There is no science of crowdfunding due diligence. Indeed, Ma said backers should “do a gut-level check” and assess if they truly trust the project and its ability to deliver on promises. “If it sounds too good to be true, it usually is,” Ma said. He added that while crowdfunding fraud cases may have legal standing, “lawsuits won’t help if you’ve already lost your money,” because of legal fees and court cost.
Jason Best, who co-authored the framework for the U.S. JOBS Act to legalize equity- and debt-based crowdfunding, said there is no substitute for due diligence. “It all starts with a basic Internet search,” he said. “Type in the name of principals in the project, coupled with the word ‘fraud.’ … Dig into their background.”
It’s best to invest in projects that relate to technologies or industries with which an individual has knowledge, but if you don’t know a lot about the industry, read the comment section of the campaign to see if industry professionals support the project, Best said, adding, “Is the company responding to questions completely, quickly and in a way that’s honest and fair? If they’re not responding in a few hours, I think that’s a red flag.”

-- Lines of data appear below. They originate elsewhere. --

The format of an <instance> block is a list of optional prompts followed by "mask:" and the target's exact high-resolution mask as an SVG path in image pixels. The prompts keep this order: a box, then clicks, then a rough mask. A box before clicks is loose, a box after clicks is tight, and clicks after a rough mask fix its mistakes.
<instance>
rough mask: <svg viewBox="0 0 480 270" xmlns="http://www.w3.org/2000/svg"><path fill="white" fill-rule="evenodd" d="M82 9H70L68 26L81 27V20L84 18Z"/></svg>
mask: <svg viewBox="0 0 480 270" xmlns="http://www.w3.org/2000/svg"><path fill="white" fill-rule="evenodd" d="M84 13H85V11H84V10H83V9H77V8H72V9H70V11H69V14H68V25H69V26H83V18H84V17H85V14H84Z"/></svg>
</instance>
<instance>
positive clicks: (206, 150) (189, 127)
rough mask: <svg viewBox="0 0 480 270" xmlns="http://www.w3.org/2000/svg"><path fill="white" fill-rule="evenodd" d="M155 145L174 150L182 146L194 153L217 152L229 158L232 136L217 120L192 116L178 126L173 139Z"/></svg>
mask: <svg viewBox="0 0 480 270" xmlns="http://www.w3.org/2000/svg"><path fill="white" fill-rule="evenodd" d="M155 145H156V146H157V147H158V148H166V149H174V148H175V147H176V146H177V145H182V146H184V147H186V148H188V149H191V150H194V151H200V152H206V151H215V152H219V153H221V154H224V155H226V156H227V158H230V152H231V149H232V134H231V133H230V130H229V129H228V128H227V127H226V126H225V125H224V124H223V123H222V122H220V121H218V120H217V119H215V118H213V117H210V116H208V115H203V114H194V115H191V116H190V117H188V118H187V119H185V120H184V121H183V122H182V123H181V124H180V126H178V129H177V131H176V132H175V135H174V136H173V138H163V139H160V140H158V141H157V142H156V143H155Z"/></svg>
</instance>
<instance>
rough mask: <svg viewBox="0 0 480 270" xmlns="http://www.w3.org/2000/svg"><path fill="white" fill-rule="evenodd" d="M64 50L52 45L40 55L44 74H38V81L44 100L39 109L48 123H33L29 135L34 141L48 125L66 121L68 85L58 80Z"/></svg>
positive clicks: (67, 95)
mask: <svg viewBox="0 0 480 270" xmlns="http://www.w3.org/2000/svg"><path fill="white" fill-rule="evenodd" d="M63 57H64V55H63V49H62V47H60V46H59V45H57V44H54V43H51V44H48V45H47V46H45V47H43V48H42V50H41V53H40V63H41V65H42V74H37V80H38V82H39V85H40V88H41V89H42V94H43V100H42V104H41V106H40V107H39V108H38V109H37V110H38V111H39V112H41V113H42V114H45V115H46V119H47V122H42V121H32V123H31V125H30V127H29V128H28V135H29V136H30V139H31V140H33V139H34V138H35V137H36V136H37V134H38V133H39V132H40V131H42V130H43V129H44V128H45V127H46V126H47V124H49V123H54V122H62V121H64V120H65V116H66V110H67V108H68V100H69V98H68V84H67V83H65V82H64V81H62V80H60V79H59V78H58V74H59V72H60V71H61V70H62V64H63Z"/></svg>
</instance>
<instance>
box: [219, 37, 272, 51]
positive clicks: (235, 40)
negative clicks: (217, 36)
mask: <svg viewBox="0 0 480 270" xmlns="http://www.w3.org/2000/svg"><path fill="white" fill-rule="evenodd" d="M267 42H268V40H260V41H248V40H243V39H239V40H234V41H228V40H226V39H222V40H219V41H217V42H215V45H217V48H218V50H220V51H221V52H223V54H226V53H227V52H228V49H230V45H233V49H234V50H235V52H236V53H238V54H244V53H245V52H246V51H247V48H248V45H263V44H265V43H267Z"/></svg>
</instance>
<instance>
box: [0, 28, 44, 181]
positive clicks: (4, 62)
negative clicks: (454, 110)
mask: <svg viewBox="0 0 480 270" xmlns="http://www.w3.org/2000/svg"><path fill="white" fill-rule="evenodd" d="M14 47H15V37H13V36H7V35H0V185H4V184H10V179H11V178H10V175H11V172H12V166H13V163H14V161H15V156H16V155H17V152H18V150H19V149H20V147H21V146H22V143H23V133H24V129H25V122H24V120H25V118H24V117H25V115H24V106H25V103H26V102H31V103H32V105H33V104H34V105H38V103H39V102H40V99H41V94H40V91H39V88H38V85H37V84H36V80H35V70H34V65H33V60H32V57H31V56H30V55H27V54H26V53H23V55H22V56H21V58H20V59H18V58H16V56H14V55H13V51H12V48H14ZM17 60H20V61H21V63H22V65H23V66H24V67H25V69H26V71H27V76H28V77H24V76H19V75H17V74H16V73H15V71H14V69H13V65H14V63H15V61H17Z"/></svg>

Mollick said expertise in a specific area is what often attracts people to projects, and that can also help to weed out any suspicious projects before it is too late. This was the case in a famous Kickstarter scam that has made the rounds of the press—a Kobe Beef jerky campaign, which was pulled by Kickstarter right before it reached its goal (and would have been able to collect the $120,000 it raised). The Kickstarter community ultimately “self-policed” the campaign to discover that its creators didn’t have the background or appropriate knowledge in the subject area to be legitimate.
Can you afford to crowdfund?
“Small companies have a very high failure rate, so there is a very big risk that most crowdfunding investors will lose some, or all, of their money,” Roper said. “You’re dealing with people who may not understand those risks and cannot afford the losses.”
Kickscammed’s Mitchell said he doesn’t believe he is the right person to vet projects—in fact, the company where he works as a software engineer, NXT-ID, trades as an OTC stock and has created a digital wallet product that it is accepting preorders on its own website and states a delivery date of September 2014, similar to a crowdfunding campaign. But Mitchell said he created the site to fill a void in the crowdfunding market. “I’m absolutely not the right person [to investigate crowdfunding scams]. I don’t think there is a right person. … There is little insight besides reading the comments and reading updates,” he explained.
Basing an analysis of project intentions based on user reports certainly has its limitation as far as exposing potential fraud. “People love to complain online,” Mollick said.
As it stands now, consumers’ financial well-being doesn’t typically depend on the outcome of these transactions, but when you start using crowdfunding as a way to invest in companies, it changes what’s at stake, Roper said.
Roper added that more lawsuits could arise once online equity crowdfunding enters the equation—the Securities and Exchange Commission is expected to issue rules in the foreseeable future.
Her advice to people worried about being swindled: “Don’t put any money into it that you can’t afford to lose.” Or, she said, just stay away from crowdfunding.